• MBA student sees her dissertation on B2B sales in the pandemic win
  • Claire Cardy found strong relationships helped salespeople keep prices high
  • She presented her findings to the American Marketing Association
  • The Director says the award has opened a world of new opportunities

A Warwick Business School student has won a prestigious research award for her work on business-to-business (B2B) sales during the pandemic.

Claire Cardy won the American Marketing Association's (AMA) Frontlines in Crisis Retail and Pricing Special Interest Group Award for her presentation, Customer-Salesperson Relationships in Times of Crisis: A Power-Dependency Perspective.

Claire, a student on the Distance Learning MBA, submitted the work based on her dissertation with supervisor Johannes Habel, when he was Associate Professor of Marketing at WBS before moving to the University of Houston.

She said: “There had been a lot of focus on changes in business-to-consumer selling during the pandemic, such as panic buying and the transition to online sales, but there was very little attention on B2B selling.

“My dissertation focused on B2B sales negotiations and relationships during a crisis. In these situations, customers have more power, which they could exert during negotiations.

“However, our results demonstrate that the negotiation depends on the quality of the relationship between the customer and the salesperson.

“Good relationships generally elicit understanding and empathy from the customer, which prevents them from capitalising on their power. This gives salespeople the opportunity to maintain higher prices while simultaneously maintaining a good relationship with the customer.”

Claire, who is a Director at Nortek which manufactures instruments for ocean exploration, submitted a shortened version of her dissertation and additional quantitative analysis based on a company’s CRM data to verify her findings.

A review panel then selected the winners, who presented their findings at an online event as part of the AMA Winter Academic pre-conference symposium, hosted by the Organizational Frontlines Interest Group, where a group of academics, including John Rudd, WBS Professor of Marketing, discussed the paper.

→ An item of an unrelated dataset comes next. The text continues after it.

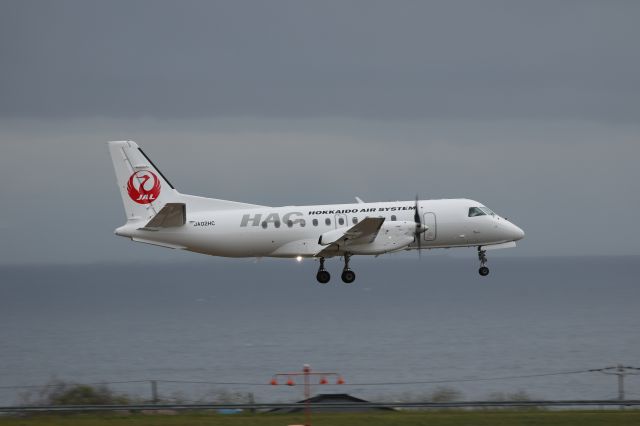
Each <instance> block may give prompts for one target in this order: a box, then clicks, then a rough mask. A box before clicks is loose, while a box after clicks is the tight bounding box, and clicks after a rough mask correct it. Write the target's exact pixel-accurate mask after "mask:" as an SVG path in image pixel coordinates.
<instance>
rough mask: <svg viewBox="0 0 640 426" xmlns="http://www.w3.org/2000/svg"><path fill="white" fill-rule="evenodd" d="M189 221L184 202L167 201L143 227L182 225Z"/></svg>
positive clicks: (168, 226) (181, 225)
mask: <svg viewBox="0 0 640 426" xmlns="http://www.w3.org/2000/svg"><path fill="white" fill-rule="evenodd" d="M186 222H187V212H186V206H185V204H184V203H167V204H165V205H164V207H163V208H162V209H161V210H160V211H159V212H158V214H157V215H155V216H154V217H153V218H152V219H151V220H150V221H149V223H147V224H146V225H145V226H144V228H142V229H150V230H153V229H157V228H170V227H173V226H182V225H184V224H185V223H186Z"/></svg>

Claire said: “Winning this award has opened up a whole new world of opportunities that I never knew existed and didn’t expect to be involved in.

“I feel really proud to have achieved this award alongside completing my MBA and working full-time.

“It has also enabled me to meet some wonderfully talented and inspiring people and I’m incredibly grateful to Johannes Habel for his exceptional support and guidance throughout.

“My time at WBS has been really worthwhile and an experience that I would thoroughly recommend to anyone.

“Aside from learning the content, which was my main priority when I signed up to the Distance Learning MBA, the people that I have met through this course – including professors and peers – have really made the experience enjoyable.”